I, of course, had meant my parents' home, but he had a point. Home is where you live. You don't "go home" for the holidays, unless you are in some transitional living arrangement, say college, for instance. But even then, as an adult, one has both the pleasure and an obligation, if only to oneself, to develop one's own traditions. In doing so, there's the opportunity to reprise favorite family traditions while creating new ones, resulting in a customized combination that suits the unique circumstances of your life.
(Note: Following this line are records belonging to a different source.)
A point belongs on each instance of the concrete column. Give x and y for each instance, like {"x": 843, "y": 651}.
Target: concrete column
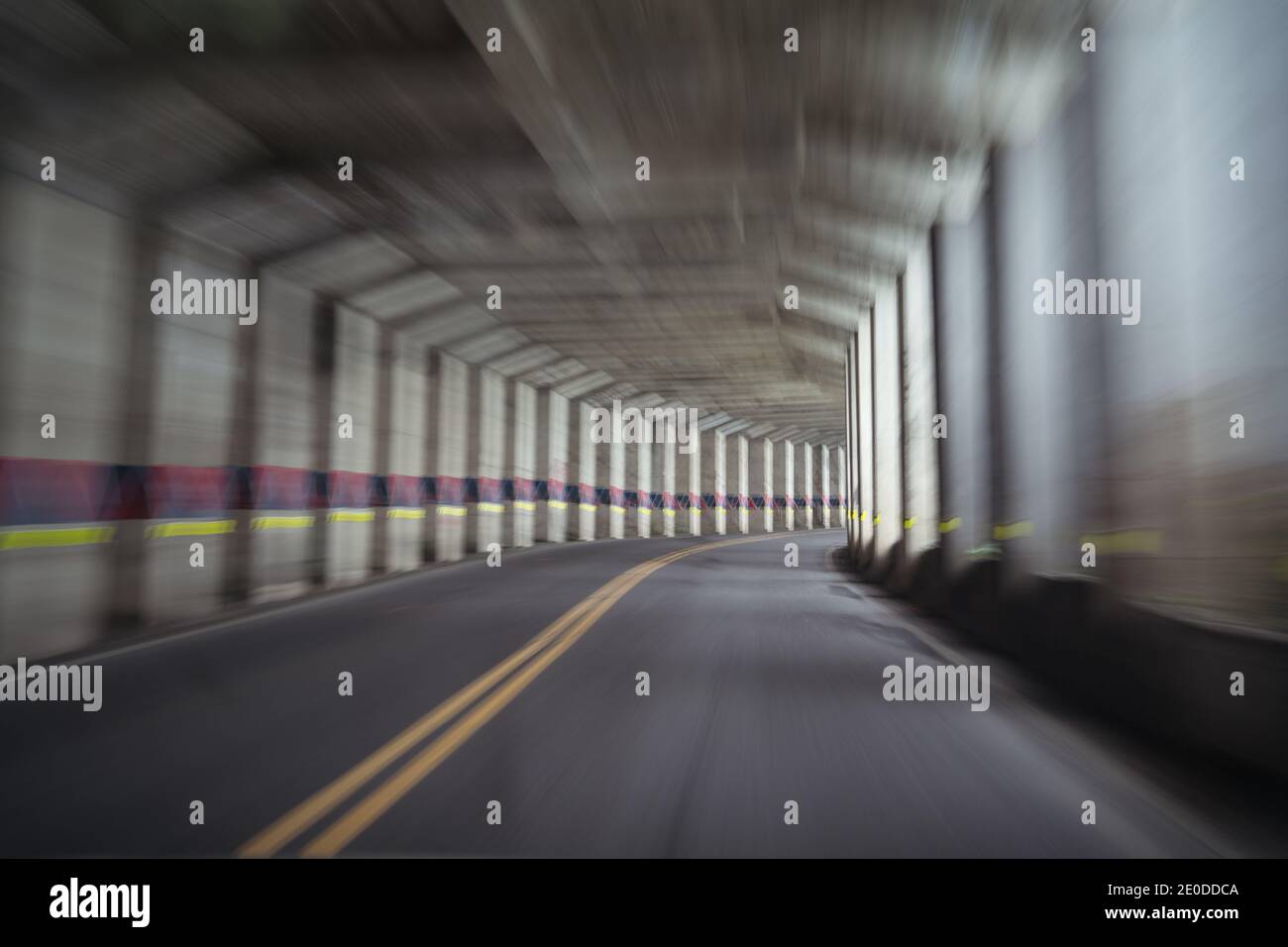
{"x": 524, "y": 466}
{"x": 243, "y": 451}
{"x": 450, "y": 379}
{"x": 669, "y": 506}
{"x": 841, "y": 495}
{"x": 382, "y": 447}
{"x": 351, "y": 517}
{"x": 743, "y": 489}
{"x": 694, "y": 468}
{"x": 125, "y": 590}
{"x": 825, "y": 484}
{"x": 408, "y": 429}
{"x": 764, "y": 450}
{"x": 807, "y": 486}
{"x": 617, "y": 488}
{"x": 888, "y": 401}
{"x": 603, "y": 458}
{"x": 283, "y": 521}
{"x": 402, "y": 405}
{"x": 789, "y": 486}
{"x": 323, "y": 433}
{"x": 707, "y": 467}
{"x": 721, "y": 482}
{"x": 644, "y": 479}
{"x": 866, "y": 455}
{"x": 587, "y": 502}
{"x": 555, "y": 419}
{"x": 488, "y": 433}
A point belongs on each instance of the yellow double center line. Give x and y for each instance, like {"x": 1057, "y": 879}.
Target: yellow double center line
{"x": 509, "y": 678}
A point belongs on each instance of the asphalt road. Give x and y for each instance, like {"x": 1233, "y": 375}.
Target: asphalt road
{"x": 765, "y": 688}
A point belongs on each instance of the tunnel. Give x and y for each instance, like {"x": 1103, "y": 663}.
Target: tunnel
{"x": 643, "y": 429}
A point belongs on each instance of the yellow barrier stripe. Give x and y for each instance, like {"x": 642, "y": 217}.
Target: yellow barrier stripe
{"x": 56, "y": 536}
{"x": 281, "y": 522}
{"x": 351, "y": 515}
{"x": 191, "y": 527}
{"x": 404, "y": 513}
{"x": 1012, "y": 531}
{"x": 1126, "y": 541}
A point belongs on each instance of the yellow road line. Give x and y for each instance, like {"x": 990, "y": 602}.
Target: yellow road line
{"x": 307, "y": 813}
{"x": 381, "y": 799}
{"x": 572, "y": 624}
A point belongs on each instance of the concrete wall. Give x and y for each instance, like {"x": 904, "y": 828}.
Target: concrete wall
{"x": 888, "y": 501}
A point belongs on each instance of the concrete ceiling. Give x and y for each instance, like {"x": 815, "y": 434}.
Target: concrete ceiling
{"x": 518, "y": 167}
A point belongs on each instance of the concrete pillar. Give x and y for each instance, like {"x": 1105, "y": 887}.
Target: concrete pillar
{"x": 450, "y": 379}
{"x": 669, "y": 505}
{"x": 617, "y": 488}
{"x": 125, "y": 590}
{"x": 644, "y": 479}
{"x": 825, "y": 484}
{"x": 743, "y": 488}
{"x": 403, "y": 402}
{"x": 588, "y": 505}
{"x": 807, "y": 484}
{"x": 555, "y": 472}
{"x": 600, "y": 482}
{"x": 789, "y": 486}
{"x": 523, "y": 471}
{"x": 888, "y": 406}
{"x": 866, "y": 455}
{"x": 282, "y": 519}
{"x": 764, "y": 472}
{"x": 351, "y": 517}
{"x": 382, "y": 446}
{"x": 488, "y": 432}
{"x": 841, "y": 496}
{"x": 694, "y": 474}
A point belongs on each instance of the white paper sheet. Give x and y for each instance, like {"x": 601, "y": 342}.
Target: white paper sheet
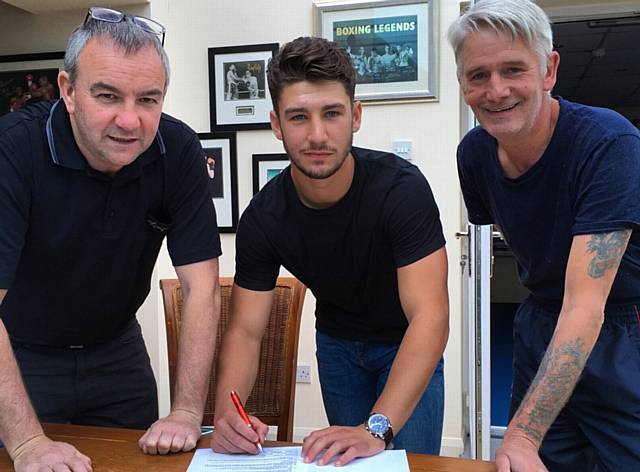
{"x": 287, "y": 459}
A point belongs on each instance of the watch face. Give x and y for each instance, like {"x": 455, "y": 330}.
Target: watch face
{"x": 378, "y": 423}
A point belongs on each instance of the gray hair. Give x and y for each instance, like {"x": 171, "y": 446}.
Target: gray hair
{"x": 125, "y": 34}
{"x": 520, "y": 18}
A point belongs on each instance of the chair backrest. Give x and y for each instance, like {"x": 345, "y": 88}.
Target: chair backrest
{"x": 273, "y": 394}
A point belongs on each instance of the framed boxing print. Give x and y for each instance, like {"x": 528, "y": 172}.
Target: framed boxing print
{"x": 221, "y": 164}
{"x": 266, "y": 167}
{"x": 391, "y": 43}
{"x": 28, "y": 78}
{"x": 239, "y": 97}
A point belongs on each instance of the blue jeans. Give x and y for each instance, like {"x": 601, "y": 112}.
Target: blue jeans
{"x": 599, "y": 427}
{"x": 352, "y": 377}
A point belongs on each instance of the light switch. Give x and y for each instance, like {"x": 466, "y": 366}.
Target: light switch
{"x": 402, "y": 148}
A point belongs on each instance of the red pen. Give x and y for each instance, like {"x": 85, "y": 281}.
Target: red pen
{"x": 243, "y": 414}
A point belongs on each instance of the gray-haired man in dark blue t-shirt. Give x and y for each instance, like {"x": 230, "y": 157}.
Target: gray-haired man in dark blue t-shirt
{"x": 560, "y": 180}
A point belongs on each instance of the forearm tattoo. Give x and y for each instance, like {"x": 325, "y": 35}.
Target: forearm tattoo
{"x": 557, "y": 376}
{"x": 608, "y": 249}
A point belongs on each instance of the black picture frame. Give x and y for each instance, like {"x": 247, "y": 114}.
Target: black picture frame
{"x": 393, "y": 45}
{"x": 27, "y": 78}
{"x": 239, "y": 97}
{"x": 222, "y": 150}
{"x": 263, "y": 165}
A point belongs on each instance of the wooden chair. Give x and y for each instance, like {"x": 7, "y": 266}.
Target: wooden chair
{"x": 273, "y": 394}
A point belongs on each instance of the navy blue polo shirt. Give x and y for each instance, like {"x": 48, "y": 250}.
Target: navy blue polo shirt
{"x": 77, "y": 247}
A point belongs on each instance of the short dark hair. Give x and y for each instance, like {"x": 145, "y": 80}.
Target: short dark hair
{"x": 312, "y": 59}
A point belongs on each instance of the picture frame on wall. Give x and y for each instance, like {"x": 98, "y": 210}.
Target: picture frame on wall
{"x": 28, "y": 78}
{"x": 266, "y": 167}
{"x": 392, "y": 45}
{"x": 239, "y": 97}
{"x": 220, "y": 155}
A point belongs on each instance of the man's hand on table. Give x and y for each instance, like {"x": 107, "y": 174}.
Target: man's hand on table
{"x": 517, "y": 454}
{"x": 177, "y": 432}
{"x": 233, "y": 436}
{"x": 342, "y": 442}
{"x": 42, "y": 454}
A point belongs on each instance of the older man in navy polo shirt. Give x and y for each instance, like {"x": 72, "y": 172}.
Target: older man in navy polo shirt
{"x": 91, "y": 185}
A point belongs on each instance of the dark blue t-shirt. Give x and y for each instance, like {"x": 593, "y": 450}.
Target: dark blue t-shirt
{"x": 586, "y": 182}
{"x": 347, "y": 254}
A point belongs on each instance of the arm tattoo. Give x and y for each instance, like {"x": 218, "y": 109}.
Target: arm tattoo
{"x": 608, "y": 249}
{"x": 552, "y": 386}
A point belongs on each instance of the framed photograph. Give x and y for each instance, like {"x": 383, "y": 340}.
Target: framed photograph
{"x": 28, "y": 78}
{"x": 392, "y": 45}
{"x": 239, "y": 97}
{"x": 266, "y": 167}
{"x": 221, "y": 161}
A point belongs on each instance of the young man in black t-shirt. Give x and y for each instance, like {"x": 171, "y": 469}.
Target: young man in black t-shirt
{"x": 361, "y": 229}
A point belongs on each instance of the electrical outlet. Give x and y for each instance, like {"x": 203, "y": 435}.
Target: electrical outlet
{"x": 402, "y": 148}
{"x": 303, "y": 373}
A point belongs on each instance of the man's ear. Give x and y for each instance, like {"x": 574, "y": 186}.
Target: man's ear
{"x": 275, "y": 124}
{"x": 67, "y": 90}
{"x": 356, "y": 120}
{"x": 551, "y": 74}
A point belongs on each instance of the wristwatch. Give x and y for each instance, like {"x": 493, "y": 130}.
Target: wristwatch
{"x": 380, "y": 427}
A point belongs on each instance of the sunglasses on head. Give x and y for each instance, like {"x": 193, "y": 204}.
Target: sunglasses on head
{"x": 115, "y": 16}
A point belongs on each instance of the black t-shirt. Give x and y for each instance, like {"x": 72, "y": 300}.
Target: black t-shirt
{"x": 586, "y": 182}
{"x": 77, "y": 247}
{"x": 347, "y": 254}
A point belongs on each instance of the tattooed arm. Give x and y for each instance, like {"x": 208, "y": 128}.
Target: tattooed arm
{"x": 591, "y": 269}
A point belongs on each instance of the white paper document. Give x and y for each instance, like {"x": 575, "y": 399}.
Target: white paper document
{"x": 288, "y": 459}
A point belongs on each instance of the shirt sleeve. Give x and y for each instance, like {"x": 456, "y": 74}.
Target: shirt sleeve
{"x": 606, "y": 192}
{"x": 256, "y": 264}
{"x": 193, "y": 234}
{"x": 413, "y": 222}
{"x": 15, "y": 202}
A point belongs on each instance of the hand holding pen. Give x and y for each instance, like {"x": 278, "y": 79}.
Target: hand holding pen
{"x": 243, "y": 414}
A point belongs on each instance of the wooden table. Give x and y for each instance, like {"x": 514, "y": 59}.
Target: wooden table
{"x": 116, "y": 450}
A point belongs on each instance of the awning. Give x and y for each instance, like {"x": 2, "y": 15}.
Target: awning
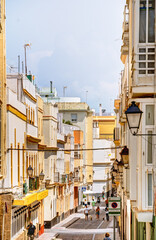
{"x": 27, "y": 200}
{"x": 61, "y": 141}
{"x": 52, "y": 148}
{"x": 88, "y": 192}
{"x": 33, "y": 139}
{"x": 41, "y": 146}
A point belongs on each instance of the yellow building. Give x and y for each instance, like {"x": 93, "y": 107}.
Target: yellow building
{"x": 2, "y": 91}
{"x": 106, "y": 125}
{"x": 79, "y": 114}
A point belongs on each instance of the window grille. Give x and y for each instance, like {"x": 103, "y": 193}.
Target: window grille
{"x": 147, "y": 60}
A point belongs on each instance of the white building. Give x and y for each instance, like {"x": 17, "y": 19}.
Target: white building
{"x": 22, "y": 133}
{"x": 101, "y": 166}
{"x": 50, "y": 135}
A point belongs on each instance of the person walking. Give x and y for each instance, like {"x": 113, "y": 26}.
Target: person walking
{"x": 107, "y": 214}
{"x": 97, "y": 212}
{"x": 107, "y": 237}
{"x": 86, "y": 212}
{"x": 31, "y": 231}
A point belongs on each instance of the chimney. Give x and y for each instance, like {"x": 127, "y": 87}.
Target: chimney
{"x": 100, "y": 109}
{"x": 51, "y": 86}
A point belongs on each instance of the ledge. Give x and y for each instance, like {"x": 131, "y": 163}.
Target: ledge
{"x": 27, "y": 200}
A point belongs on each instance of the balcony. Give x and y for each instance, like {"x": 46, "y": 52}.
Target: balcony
{"x": 62, "y": 178}
{"x": 124, "y": 53}
{"x": 33, "y": 183}
{"x": 57, "y": 177}
{"x": 116, "y": 136}
{"x": 125, "y": 35}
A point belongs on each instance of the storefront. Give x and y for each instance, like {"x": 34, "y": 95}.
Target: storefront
{"x": 29, "y": 208}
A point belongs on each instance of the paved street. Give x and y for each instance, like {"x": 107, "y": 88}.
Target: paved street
{"x": 76, "y": 228}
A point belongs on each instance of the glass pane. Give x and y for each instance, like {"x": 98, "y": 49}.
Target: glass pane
{"x": 149, "y": 114}
{"x": 142, "y": 65}
{"x": 133, "y": 120}
{"x": 149, "y": 189}
{"x": 142, "y": 49}
{"x": 150, "y": 71}
{"x": 149, "y": 149}
{"x": 151, "y": 21}
{"x": 151, "y": 57}
{"x": 142, "y": 71}
{"x": 151, "y": 65}
{"x": 151, "y": 49}
{"x": 74, "y": 117}
{"x": 142, "y": 23}
{"x": 142, "y": 57}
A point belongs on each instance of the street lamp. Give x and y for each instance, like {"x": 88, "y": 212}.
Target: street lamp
{"x": 41, "y": 176}
{"x": 30, "y": 171}
{"x": 133, "y": 116}
{"x": 115, "y": 164}
{"x": 120, "y": 167}
{"x": 125, "y": 156}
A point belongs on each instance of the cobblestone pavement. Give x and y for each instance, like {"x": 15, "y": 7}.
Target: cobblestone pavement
{"x": 76, "y": 228}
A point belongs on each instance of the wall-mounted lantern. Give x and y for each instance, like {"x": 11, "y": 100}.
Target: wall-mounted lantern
{"x": 120, "y": 167}
{"x": 133, "y": 116}
{"x": 41, "y": 176}
{"x": 30, "y": 171}
{"x": 125, "y": 155}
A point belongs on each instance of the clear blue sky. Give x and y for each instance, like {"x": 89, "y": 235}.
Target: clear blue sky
{"x": 75, "y": 43}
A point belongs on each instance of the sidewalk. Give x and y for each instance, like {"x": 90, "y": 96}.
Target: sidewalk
{"x": 75, "y": 227}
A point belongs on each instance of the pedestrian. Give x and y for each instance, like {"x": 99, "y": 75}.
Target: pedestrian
{"x": 86, "y": 211}
{"x": 31, "y": 231}
{"x": 93, "y": 204}
{"x": 107, "y": 237}
{"x": 106, "y": 202}
{"x": 97, "y": 212}
{"x": 103, "y": 194}
{"x": 107, "y": 214}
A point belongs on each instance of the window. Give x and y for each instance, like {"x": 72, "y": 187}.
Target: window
{"x": 147, "y": 60}
{"x": 149, "y": 114}
{"x": 150, "y": 189}
{"x": 147, "y": 21}
{"x": 74, "y": 117}
{"x": 149, "y": 148}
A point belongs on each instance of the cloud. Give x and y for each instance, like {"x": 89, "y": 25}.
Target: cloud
{"x": 35, "y": 57}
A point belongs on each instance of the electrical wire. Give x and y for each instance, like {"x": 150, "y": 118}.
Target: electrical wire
{"x": 64, "y": 150}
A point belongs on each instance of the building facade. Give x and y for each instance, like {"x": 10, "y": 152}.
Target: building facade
{"x": 22, "y": 196}
{"x": 80, "y": 115}
{"x": 103, "y": 127}
{"x": 137, "y": 184}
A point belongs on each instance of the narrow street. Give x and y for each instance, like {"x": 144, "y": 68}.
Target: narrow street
{"x": 76, "y": 228}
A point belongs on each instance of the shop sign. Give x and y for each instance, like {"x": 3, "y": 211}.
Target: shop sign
{"x": 114, "y": 206}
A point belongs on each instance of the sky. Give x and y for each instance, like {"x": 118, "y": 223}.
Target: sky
{"x": 74, "y": 43}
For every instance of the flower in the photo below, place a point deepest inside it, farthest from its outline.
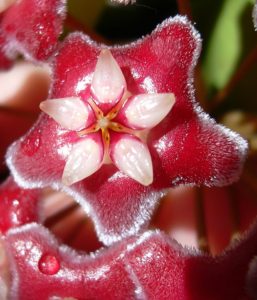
(186, 147)
(124, 119)
(29, 27)
(127, 270)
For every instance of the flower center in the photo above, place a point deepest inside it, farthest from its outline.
(103, 123)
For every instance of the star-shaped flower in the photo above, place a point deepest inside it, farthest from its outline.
(29, 27)
(121, 118)
(186, 147)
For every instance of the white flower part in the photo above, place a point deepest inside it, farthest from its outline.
(108, 83)
(133, 158)
(4, 4)
(71, 113)
(147, 110)
(84, 160)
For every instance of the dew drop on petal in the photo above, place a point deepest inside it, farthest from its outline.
(4, 4)
(49, 264)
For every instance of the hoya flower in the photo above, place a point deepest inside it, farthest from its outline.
(150, 266)
(125, 117)
(29, 27)
(131, 88)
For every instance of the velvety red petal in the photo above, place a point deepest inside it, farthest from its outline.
(151, 266)
(17, 206)
(59, 271)
(197, 151)
(118, 205)
(32, 27)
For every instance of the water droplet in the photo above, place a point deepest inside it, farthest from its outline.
(49, 264)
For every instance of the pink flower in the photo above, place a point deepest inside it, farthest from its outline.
(120, 117)
(17, 206)
(186, 147)
(29, 27)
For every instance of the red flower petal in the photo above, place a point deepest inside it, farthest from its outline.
(186, 147)
(17, 206)
(5, 62)
(35, 254)
(32, 27)
(198, 151)
(151, 267)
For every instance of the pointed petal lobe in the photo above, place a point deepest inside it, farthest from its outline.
(147, 110)
(71, 113)
(133, 158)
(84, 160)
(108, 81)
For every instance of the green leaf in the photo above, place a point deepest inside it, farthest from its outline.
(225, 45)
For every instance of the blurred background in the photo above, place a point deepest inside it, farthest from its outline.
(226, 87)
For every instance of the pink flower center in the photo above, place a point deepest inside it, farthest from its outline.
(126, 116)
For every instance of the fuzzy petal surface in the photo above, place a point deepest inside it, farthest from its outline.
(173, 272)
(17, 206)
(187, 146)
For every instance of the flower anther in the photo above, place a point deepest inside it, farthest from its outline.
(122, 118)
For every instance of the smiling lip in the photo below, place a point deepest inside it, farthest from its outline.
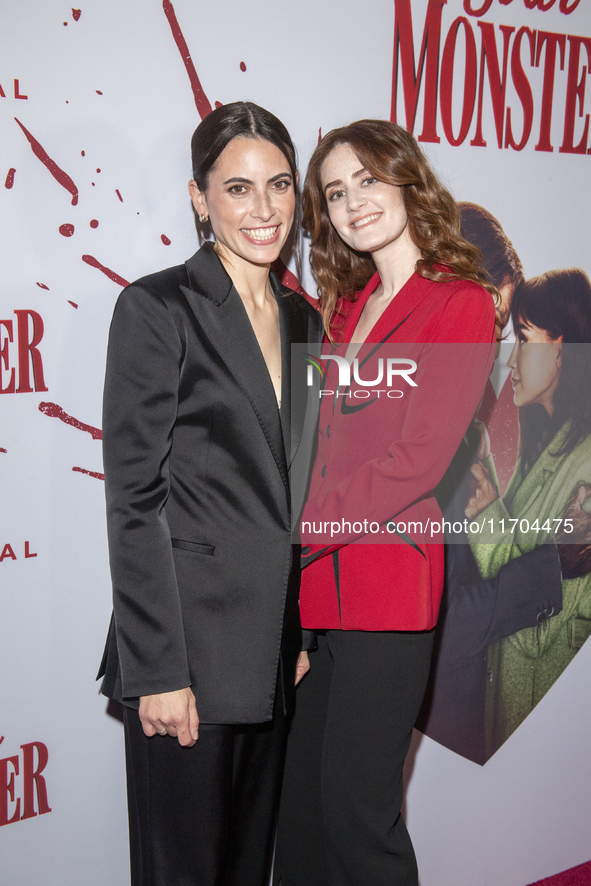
(365, 220)
(261, 235)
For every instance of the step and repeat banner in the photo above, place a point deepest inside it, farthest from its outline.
(97, 106)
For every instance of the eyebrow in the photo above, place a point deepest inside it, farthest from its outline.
(238, 180)
(357, 174)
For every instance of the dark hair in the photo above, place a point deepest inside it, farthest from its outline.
(392, 155)
(558, 302)
(240, 120)
(500, 261)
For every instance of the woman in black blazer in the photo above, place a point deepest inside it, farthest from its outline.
(198, 446)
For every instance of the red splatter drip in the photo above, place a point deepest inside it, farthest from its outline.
(55, 411)
(288, 279)
(90, 473)
(502, 422)
(201, 100)
(59, 175)
(91, 260)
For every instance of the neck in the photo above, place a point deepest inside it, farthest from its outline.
(251, 280)
(396, 264)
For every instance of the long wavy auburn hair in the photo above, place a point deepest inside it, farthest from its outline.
(391, 155)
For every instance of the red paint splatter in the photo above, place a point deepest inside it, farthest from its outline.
(55, 411)
(91, 260)
(59, 175)
(90, 473)
(201, 100)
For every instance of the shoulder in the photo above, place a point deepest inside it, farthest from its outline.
(466, 311)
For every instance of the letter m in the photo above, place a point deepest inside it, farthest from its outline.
(412, 74)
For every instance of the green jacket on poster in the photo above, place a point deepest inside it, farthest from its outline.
(523, 667)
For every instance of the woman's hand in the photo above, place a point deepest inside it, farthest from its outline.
(484, 492)
(302, 667)
(171, 713)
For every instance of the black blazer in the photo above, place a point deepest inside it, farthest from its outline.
(205, 581)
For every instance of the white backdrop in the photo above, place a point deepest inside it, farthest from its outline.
(110, 104)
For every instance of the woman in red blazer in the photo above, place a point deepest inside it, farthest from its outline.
(396, 280)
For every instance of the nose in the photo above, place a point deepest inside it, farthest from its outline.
(355, 200)
(263, 208)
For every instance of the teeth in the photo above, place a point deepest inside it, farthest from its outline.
(366, 220)
(261, 233)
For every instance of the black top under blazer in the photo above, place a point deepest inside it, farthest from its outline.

What to eat, and when, when to open gifts, what days to celebrate and how, what rituals are meaningful to you--these are among the decisions to be made. It took several years to develop our traditions: a midnight meal of borscht and pierogies; a morning breakfast of homemade Scandinavian stolen; presents exchanged on New Year's day; a freshly-cut tree and yearly addition to the ornament collection my mother started for me in 1980. I keep a record of these ornaments by the year, and love the ritual of wrapping them in brightly-colored tissue paper once the season is over, the better to enjoy them anew the following year. "It's like unwrapping presents!" my friend Sabrina said today as we made our way through the enormous box of ornaments. Last year, saddened by the failing health of the elderly Mau-Mau, Alpay and I skipped the tree and did no pre-holiday entertaining. This year, our first without the Mau, we watched the kittens discover the joy of swatting the peach-colored bulbs we got the year we had our international visitor, when Mau-Mau himself was still a kitten. Traditions, I realized, help ease transitions. Traditions honor the past while celebrating the present, and in that way, they are a gift, indeed.